I was going to leave it at that before the internet went down at 3pm on Friday - thank you, Talk Talk, you made for a stressy 24 hours plus. But now I'm elsewhere until this evening, I can take the opportunity to prolong the abundance. On Friday afternoon I interviewed the astonishingly articulate Pretty Yende, South African soprano now a favourite at La Scala and the Met.
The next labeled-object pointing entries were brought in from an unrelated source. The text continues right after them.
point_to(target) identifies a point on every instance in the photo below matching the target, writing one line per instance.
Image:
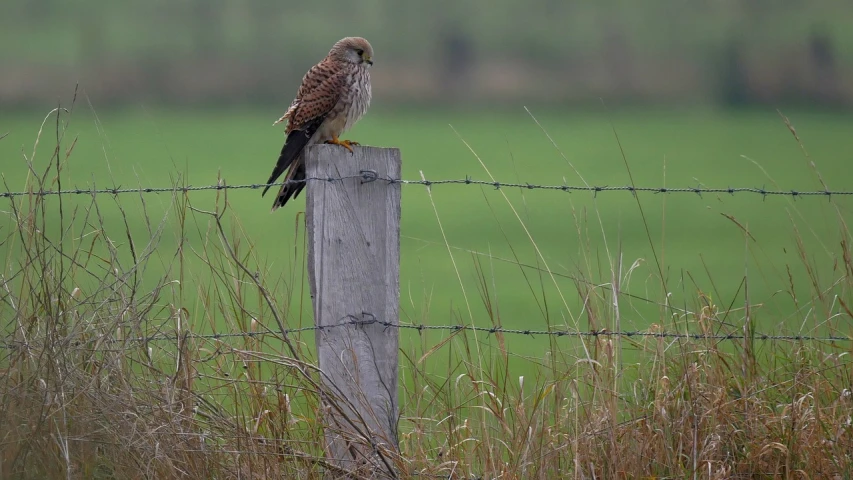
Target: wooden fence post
(353, 228)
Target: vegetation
(86, 276)
(445, 52)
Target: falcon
(333, 96)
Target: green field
(696, 247)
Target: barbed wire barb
(368, 176)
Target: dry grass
(83, 398)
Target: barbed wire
(353, 321)
(370, 176)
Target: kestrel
(334, 94)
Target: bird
(333, 96)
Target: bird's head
(353, 50)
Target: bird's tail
(291, 157)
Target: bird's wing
(321, 88)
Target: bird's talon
(348, 144)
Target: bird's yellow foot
(348, 144)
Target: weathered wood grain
(353, 229)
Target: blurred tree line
(733, 52)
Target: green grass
(696, 247)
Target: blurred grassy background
(476, 53)
(698, 248)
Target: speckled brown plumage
(334, 94)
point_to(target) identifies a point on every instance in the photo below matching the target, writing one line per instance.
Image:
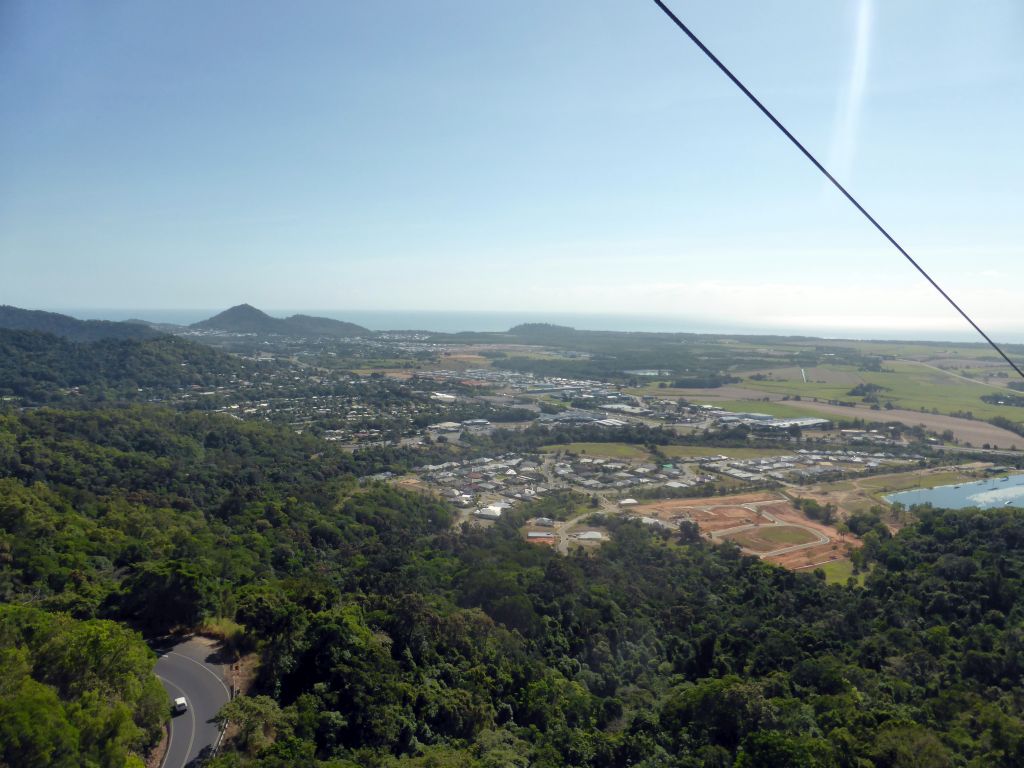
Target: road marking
(204, 667)
(192, 736)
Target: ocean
(457, 321)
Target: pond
(995, 492)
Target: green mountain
(246, 318)
(44, 368)
(67, 327)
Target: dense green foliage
(14, 318)
(42, 368)
(75, 693)
(387, 637)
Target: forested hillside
(389, 638)
(43, 368)
(14, 318)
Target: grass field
(887, 483)
(778, 410)
(838, 571)
(601, 450)
(907, 385)
(768, 538)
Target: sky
(538, 156)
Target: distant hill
(246, 318)
(67, 327)
(41, 368)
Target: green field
(887, 483)
(778, 410)
(907, 385)
(601, 450)
(838, 571)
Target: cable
(827, 175)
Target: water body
(983, 494)
(458, 321)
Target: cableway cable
(696, 41)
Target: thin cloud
(848, 116)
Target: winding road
(189, 669)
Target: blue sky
(537, 156)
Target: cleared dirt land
(761, 523)
(770, 538)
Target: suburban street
(185, 670)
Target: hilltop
(248, 320)
(15, 318)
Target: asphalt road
(186, 670)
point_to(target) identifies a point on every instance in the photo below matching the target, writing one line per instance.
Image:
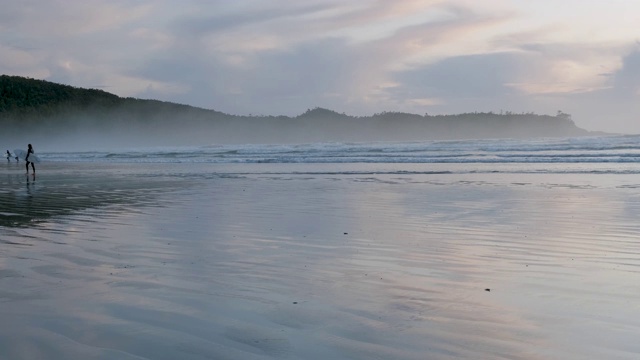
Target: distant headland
(49, 110)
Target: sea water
(611, 153)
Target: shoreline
(173, 261)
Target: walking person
(33, 167)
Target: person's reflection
(33, 180)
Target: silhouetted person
(29, 152)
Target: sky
(359, 57)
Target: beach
(316, 261)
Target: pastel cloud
(360, 56)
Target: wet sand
(101, 261)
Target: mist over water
(605, 153)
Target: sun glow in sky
(360, 57)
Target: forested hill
(46, 109)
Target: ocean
(604, 153)
(470, 249)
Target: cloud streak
(358, 57)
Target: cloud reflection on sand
(258, 266)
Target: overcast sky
(359, 57)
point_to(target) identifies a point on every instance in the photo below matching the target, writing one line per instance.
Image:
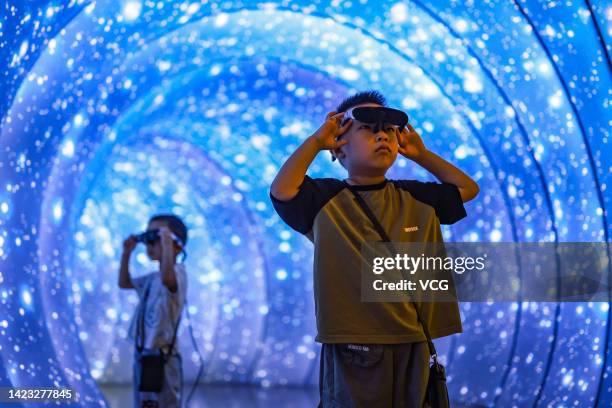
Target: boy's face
(368, 152)
(154, 251)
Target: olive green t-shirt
(326, 211)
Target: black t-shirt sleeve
(299, 212)
(443, 197)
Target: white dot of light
(131, 10)
(221, 20)
(399, 13)
(471, 83)
(430, 90)
(68, 148)
(26, 297)
(555, 100)
(164, 65)
(349, 74)
(58, 210)
(461, 25)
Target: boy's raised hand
(410, 143)
(129, 244)
(166, 236)
(327, 135)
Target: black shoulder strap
(383, 234)
(140, 332)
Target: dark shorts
(373, 375)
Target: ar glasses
(378, 116)
(152, 236)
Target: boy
(373, 354)
(161, 298)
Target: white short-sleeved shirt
(163, 307)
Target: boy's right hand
(129, 244)
(327, 135)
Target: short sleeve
(445, 198)
(181, 282)
(140, 284)
(299, 212)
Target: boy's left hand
(410, 144)
(166, 236)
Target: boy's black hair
(372, 96)
(175, 224)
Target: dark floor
(237, 396)
(228, 396)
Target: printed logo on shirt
(357, 347)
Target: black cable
(201, 369)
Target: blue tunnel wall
(116, 110)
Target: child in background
(161, 295)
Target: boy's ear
(337, 153)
The 'peg' for the Arts Desk interview due in a couple of weeks' time is that she's giving a recital at the Cadogan Hall on 15 May (her Royal Opera debut is fixed but she can't yet reveal what it's to be).
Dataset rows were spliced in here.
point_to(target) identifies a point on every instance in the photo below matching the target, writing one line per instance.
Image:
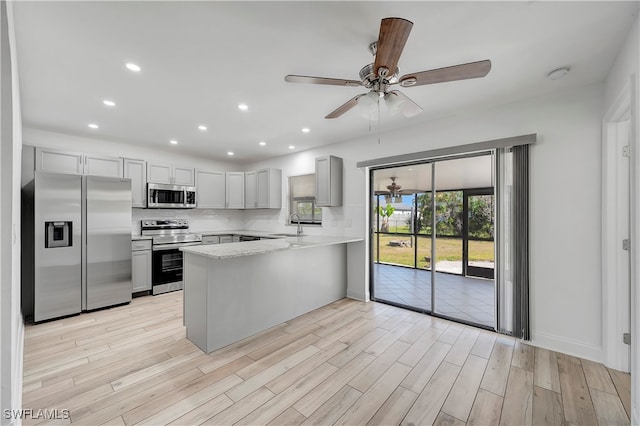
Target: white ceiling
(200, 59)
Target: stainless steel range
(166, 264)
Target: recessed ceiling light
(558, 73)
(133, 67)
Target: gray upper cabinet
(235, 190)
(103, 166)
(56, 161)
(183, 176)
(329, 181)
(159, 173)
(210, 189)
(49, 160)
(250, 190)
(171, 175)
(269, 188)
(263, 189)
(136, 170)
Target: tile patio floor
(465, 298)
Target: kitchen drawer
(211, 239)
(226, 239)
(140, 245)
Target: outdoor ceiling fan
(393, 192)
(380, 75)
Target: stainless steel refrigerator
(76, 244)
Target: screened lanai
(407, 207)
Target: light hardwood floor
(347, 363)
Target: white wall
(565, 201)
(625, 74)
(200, 220)
(11, 323)
(161, 155)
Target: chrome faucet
(299, 231)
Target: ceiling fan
(393, 192)
(380, 75)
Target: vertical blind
(513, 241)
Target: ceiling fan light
(394, 102)
(368, 105)
(408, 82)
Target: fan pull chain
(378, 119)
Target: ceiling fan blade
(345, 107)
(402, 103)
(394, 33)
(453, 73)
(321, 80)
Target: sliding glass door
(433, 238)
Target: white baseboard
(567, 346)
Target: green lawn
(446, 249)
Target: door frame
(615, 295)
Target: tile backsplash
(199, 219)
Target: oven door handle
(161, 247)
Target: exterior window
(302, 200)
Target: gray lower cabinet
(141, 265)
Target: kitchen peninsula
(233, 291)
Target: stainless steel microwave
(162, 196)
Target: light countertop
(238, 232)
(249, 248)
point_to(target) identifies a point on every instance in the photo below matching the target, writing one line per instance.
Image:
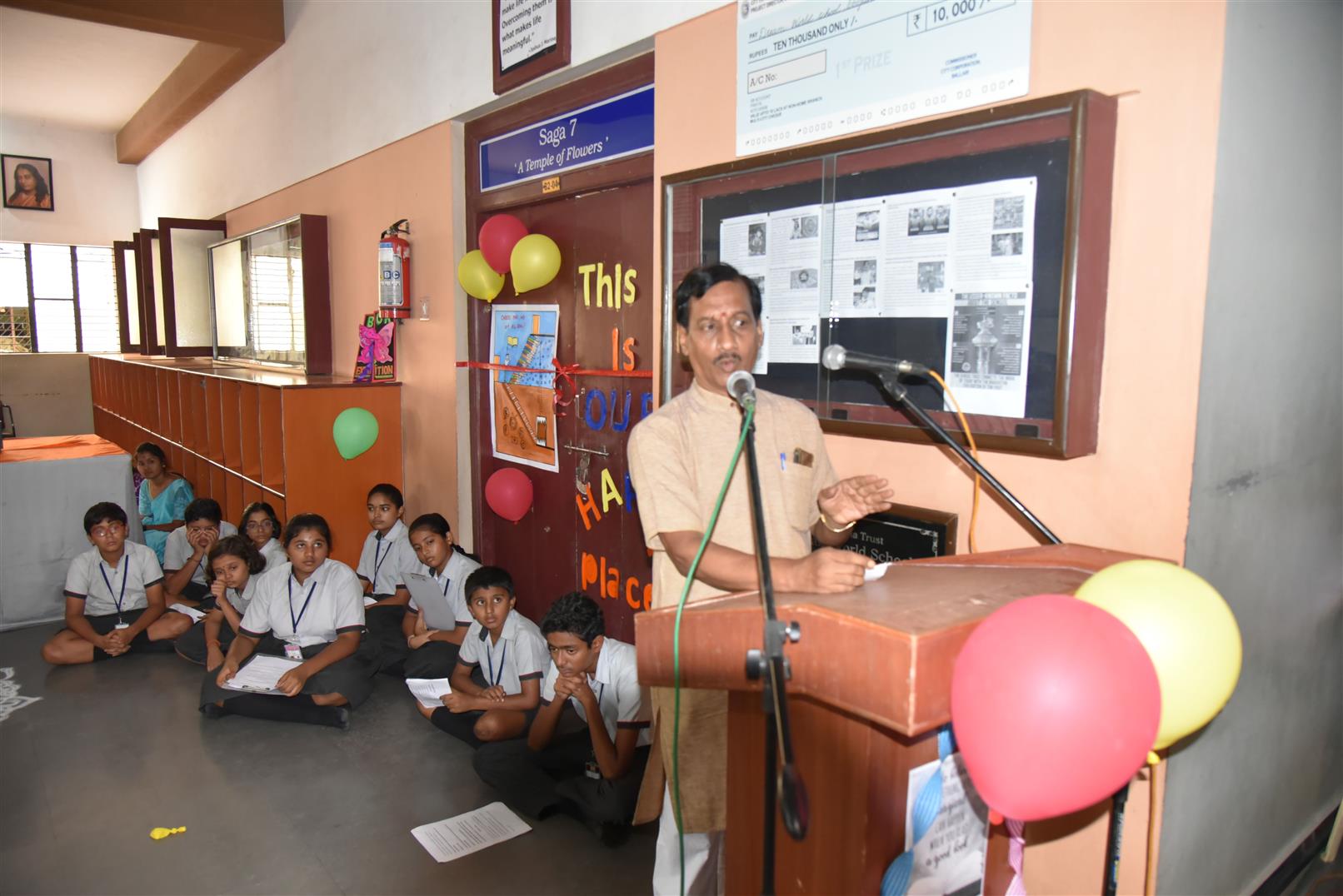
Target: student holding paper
(512, 655)
(437, 617)
(594, 773)
(315, 609)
I couldn't help comparing our conversation to the one I'd had with heavenly Anne Schwanewilms earlier in the year, now up at great length on The Arts Desk: both sopranos have huge amounts of wisdom and self-knowledge, but the difference lies in youth and maturity, between Schwanewilms' great experience and Yende's awareness of how far she has to go.
Finally, I shifted everything to hear the last two instalments of the Jerusalem String Quartet's Shostakovich cycle after Wednesday's performance: quartet playing doesn't come any greater than this.
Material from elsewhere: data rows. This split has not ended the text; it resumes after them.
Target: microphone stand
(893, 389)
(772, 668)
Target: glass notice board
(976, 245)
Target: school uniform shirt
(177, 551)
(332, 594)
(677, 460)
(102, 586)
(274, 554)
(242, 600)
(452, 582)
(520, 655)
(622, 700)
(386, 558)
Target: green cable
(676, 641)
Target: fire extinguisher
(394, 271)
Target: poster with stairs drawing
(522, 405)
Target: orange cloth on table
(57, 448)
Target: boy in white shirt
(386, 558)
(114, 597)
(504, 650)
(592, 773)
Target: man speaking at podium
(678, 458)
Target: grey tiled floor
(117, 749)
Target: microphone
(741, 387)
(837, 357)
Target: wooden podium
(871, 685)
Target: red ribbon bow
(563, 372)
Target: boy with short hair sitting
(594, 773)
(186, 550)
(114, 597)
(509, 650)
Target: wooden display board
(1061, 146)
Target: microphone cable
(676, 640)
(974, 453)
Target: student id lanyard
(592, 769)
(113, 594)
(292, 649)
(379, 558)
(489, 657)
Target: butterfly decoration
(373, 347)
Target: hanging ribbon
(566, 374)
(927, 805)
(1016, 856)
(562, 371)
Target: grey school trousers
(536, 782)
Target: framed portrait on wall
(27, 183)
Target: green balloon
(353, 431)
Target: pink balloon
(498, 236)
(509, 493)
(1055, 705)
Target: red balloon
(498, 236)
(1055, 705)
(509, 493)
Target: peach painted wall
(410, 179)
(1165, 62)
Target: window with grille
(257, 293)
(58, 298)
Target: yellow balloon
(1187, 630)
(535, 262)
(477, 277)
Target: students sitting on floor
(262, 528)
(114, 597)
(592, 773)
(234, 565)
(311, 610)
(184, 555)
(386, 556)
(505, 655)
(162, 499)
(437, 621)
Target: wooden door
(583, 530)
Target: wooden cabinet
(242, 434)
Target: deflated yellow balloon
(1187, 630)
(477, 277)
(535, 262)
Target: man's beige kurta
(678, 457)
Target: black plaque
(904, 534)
To add to the Arts Desk rave about Wednesday's concert, I'd say that Thursday night's tumultous conclusion to the Twelfth, reiterating the major despite all the dissonances and tone-rows, capped even the victory cavalcade of the Ninth and made an equally satisfying resolution to suffering x 3. Sophie came again and once again conferred 'rock and roll' status on a chamber performance.
She was also stunned by the endgames and rites of the Fifteenth Quartet last night, as was I: never have I concentrated more fiercely, though there were two peaks in this concert. One was violinist Alexander Pavelenko and cellist Kyril Zlotnikov searing their way towards the moment of tenderness (the Braga 'Angels' Serenade' which Shostakovich had orchestrated in his plans to make an opera of Chekhov's The Black Monk? Mahler linden-tree? Janáček?) in the Fourteenth's slow movement. The tender serenade returns, of course, with fragile radiance at the end. The other was the astounding resonance of the solos in the Fifteenth's funeral march, which is where the tears started to flow uncontrollably.
Makng space for that, and a talk to the Friends of the Jerusalem Quartet beforehand, meant coming down to Gloucestershire a day late, and missing beautiful country weather, but I'm here now in the arcadian Uley Valley among fewer people, but an abundance of surprisingly untimid ewes and lambs. This, apparently, is Eglantine and her offspring.
*Stop press (9/5): we've now got two singers and a pianist from the Birmingham Conservatoire to deliver 'Du Venus Sohn' as it appears in the original 1911 Hofmannsthal adaptation and Harlequin's Serenade, plus a couple of Strauss songs. And Alice Coote, one of my very favourite singers, has expressed friendly readiness to pop in and chat Octavian if rehearsals and rest-time permit.